На другой день «Кирхерполь» бросила ему упрек, что его искусственное возвышение в хоре отдает высокомерием и делает его смешным. Он обещал в дальнейшем не стыдиться больше своего маленького роста, однако хотел завтра во время пасхального торжества последний раз воспользоваться ящиком, хотя бы ради того, чтобы не обижать того господина, который ему это устроил. Она не решилась сказать ему, неужели он не видит, что тот принес ящик, чтобы подшутить над ним. Покачав головой, она оставила его с его верой и только сердилась на его глупость и была одновременно растрогана его простодушием.

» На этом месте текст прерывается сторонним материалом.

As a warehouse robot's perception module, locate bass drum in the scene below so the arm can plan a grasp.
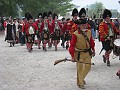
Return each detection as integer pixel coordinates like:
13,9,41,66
113,39,120,56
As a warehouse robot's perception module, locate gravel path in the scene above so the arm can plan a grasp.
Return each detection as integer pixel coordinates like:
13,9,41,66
0,32,120,90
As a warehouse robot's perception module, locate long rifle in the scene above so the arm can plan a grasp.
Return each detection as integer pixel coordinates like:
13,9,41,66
54,58,95,66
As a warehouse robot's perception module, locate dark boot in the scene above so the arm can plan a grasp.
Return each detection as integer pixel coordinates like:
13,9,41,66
10,43,12,47
107,60,110,67
103,55,106,63
66,45,69,49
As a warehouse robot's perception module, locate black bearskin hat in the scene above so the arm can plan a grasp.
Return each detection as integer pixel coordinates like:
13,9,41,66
103,9,112,19
38,13,42,18
26,13,33,20
42,12,47,19
72,8,78,16
25,12,29,18
48,11,52,17
79,8,86,17
62,18,65,21
53,13,58,19
74,19,87,24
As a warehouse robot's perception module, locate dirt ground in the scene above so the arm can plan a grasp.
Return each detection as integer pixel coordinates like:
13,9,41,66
0,32,120,90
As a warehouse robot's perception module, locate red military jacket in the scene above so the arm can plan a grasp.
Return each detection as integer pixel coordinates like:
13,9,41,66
35,20,42,31
53,20,62,30
67,21,78,35
69,30,95,58
40,21,52,34
99,21,118,41
22,22,38,35
48,20,54,34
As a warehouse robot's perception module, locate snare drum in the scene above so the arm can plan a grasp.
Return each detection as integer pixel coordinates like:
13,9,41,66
113,38,120,56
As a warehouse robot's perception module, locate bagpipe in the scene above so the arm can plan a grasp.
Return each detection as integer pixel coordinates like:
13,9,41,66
113,38,120,60
42,22,50,40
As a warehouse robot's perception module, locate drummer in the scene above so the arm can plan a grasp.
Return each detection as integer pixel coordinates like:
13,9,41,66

В Пасхальное воскресенье в церковном хоре все было еще на градус торжественнее, чем в последний раз. Исполнялась трудная музыка, и Онгельт храбро балансировал на помосте. К концу хорала он вдруг с ужасом почувствовал, что точка опоры под его ногами шатается и грозит утратить устойчивость. Ему не оставалось ничего другого, как стоять не шевелясь, чтобы предотвратить падение на уступы. Это ему удалось, и скандала или несчастья не случилось, разве что только тенор Онгельт под легкий треск медленно укоротился и с перекошенным от страха лицом опустился вниз и стал невидимым. Регент хора, неф, хоры и прекрасный затылок блондинки Маргрет один за другим исчезли из его поля зрения, зато он благополучно приземлился, и в церкви никто ничего не заметил, кроме ухмыляющихся братьев-певчих и части близко сидевших мальчиков приходской школы. Над местом его позора торжествовал и ликовал прекрасный пасхальный хорал.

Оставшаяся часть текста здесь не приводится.